Je suis un peu en train de faire des recherches sur les origines de cette convention et j'ai trouvé cet article assez édifiant et triste. Bon c'et vachement long, mais ça vaut le coup de le lire :
Fermeture de Shi Fu Mi à Strasbourg : La fin du début et le début de la fin.
J’ai toujours regretté de ne pas avoir eu l’occasion de m’intégrer dans des communautés sur le manga et l’animation à Strasbourg, j’aurais vraiment aimé trouver une quelconque association qui donne la 1ère place à l’animation et au manga, chose qui semble impossible dans le paysage strasbourgeois. Et c’est avec une petite tristesse que j’ai appris la perte de la librairie Shi Fu Mi dans ma ville, signant ainsi la fin d’une des premières librairies spécialisées dans le japon et du manga dans la capitale européenne. Bien que je « connaisse » la librairie depuis maintenant 10 ans (enfin du moins les différentes librairies qui se sont succédées au cours de cette période), je n’ai jamais été vraiment proche de ses responsables, ni des gens qui y allaient, c’est donc avec une parfaite inexactitude que je vais en parler, mais surtout avec un point de vue personnel que je me suis fait aux cours de mes visites.
J’aurais quand même connu la librairie à trois emplacements et deux noms différents. De son ancienne enseigne Kao Bang, la librairie vendait alors quelques mangas, le magasin était vraiment petit et les gestionnaires se caractérisaient par une volonté constante de modifier l’arrangement de leur espace (c’était vraiment assez drôle de voir les étagères bouger toutes les semaines). C’était une ambiance très sympa, la librairie était plus un magasin sur le japon qui avait un espace dédié aux mangas, et donc sans pour autant lester sur d’autres aspects de la culture japonaise. Je me souviens y avoir acheté mon premier manga, Monster, à l’âge de 12 ans. La librairie évolua doucement en agrandissant progressivement son espace dédié à la bande dessinée japonaise, le manga était aux prémices de son futur succès commercial qu’il connaîtra et n’avait alors qu’une faible, voire inexistante exposition, dans les grandes surfaces. C’est franchement le meilleur souvenir que j’ai d’une librairie sur le manga, il y avait une ambiance conviviale autour de la culture japonaise et du manga. Bien que je n’avais même pas atteint l’adolescence, j’avais déjà l’impression de rentrer dans un univers de passionnés et quelque peu éclectique. Situation assez étrange car étant trop jeune d’à peine quelques années pour n’avoir pas été marqué par le club Do (ça c’est vraiment joué à 3 ans près), j’y suis pourtant rentré dedans très jeune.
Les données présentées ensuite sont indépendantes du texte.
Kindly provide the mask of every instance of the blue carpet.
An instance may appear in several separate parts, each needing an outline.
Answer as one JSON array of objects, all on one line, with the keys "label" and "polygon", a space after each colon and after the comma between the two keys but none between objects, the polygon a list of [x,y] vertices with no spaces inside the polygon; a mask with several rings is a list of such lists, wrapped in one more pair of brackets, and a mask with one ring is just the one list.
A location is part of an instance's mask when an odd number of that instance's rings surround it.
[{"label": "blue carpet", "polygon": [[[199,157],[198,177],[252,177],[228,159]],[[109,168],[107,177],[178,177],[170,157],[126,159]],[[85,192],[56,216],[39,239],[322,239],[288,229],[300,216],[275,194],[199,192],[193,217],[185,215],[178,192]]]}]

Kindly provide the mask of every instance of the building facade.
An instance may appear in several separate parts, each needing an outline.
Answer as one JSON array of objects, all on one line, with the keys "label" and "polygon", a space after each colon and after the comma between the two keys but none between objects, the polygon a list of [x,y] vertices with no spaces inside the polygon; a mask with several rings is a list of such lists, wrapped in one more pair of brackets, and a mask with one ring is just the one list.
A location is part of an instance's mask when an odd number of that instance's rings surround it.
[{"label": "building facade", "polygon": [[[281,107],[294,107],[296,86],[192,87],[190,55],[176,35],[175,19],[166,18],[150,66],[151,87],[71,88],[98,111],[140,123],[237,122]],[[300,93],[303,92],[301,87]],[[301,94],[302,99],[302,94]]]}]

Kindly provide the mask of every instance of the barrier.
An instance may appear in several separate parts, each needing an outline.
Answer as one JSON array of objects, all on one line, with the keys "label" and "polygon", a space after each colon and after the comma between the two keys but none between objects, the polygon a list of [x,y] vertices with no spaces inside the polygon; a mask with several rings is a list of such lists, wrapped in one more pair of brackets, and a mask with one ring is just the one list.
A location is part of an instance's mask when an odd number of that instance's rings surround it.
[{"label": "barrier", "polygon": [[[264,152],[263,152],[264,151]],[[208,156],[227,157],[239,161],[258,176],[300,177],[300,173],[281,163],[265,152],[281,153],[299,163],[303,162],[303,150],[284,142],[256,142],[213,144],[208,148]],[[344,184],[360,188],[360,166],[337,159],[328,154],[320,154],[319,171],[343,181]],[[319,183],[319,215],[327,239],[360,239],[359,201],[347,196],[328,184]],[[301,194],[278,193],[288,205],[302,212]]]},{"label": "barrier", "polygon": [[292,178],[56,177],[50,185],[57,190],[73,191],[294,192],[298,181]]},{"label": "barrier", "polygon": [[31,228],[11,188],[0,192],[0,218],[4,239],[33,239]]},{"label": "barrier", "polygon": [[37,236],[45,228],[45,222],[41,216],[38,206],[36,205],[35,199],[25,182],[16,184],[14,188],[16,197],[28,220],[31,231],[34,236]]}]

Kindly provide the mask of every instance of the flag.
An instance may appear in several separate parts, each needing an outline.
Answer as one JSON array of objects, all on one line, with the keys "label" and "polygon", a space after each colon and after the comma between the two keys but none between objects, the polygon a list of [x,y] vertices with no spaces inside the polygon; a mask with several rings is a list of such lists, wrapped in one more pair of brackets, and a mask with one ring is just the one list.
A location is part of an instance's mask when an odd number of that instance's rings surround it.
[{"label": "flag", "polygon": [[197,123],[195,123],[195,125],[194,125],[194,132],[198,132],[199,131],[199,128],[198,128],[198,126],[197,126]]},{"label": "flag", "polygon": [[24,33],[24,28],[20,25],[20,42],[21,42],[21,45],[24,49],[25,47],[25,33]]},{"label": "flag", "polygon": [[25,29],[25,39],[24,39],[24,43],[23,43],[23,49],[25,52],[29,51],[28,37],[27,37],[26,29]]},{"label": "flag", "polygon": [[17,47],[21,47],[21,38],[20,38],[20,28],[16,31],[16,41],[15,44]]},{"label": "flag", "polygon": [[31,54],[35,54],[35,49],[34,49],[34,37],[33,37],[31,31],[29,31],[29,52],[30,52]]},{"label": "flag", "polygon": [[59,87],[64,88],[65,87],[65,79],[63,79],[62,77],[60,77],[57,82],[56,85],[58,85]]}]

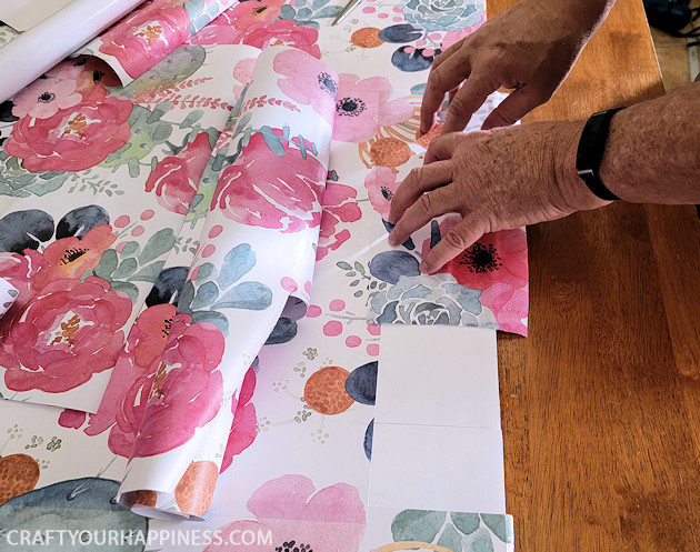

Au début de mes années de lycée (ou fin du collège, j’en sais plus grand chose) la libraire a déménagé dans un endroit plus grand, assez bien exposé et a clairement laissé la place libre aux mangas. Elle n’avait alors plus vraiment l’ambiance japon/manga mais je m’en foutais bien à l’époque, tant que je pouvais acheter mes tomes de Hunter X Hunter ou Shaman King. Kao Bang était alors l’un des endroits phares des jeunes entre les pauses de lycée, on retrouvait des potes qu’on n’avait pas vu depuis quelques années et qui venaient lire le dernier tome de FMA ou je ne sais quoi, des écrans proposaient des séries en japonais, on captait rien mais y’avait une ambiance bonne enfant. Pourtant c’est aussi dans ces quelques années que j’ai trouvé que la librairie a commencé son déclin, tout d’abord par une initiative parfaitement compréhensible des manageurs mais à laquelle je n’ai vraiment jamais adhéré : la glissade vers la vente de carte magic or like et la possibilité de jouer aux jeux vidéos.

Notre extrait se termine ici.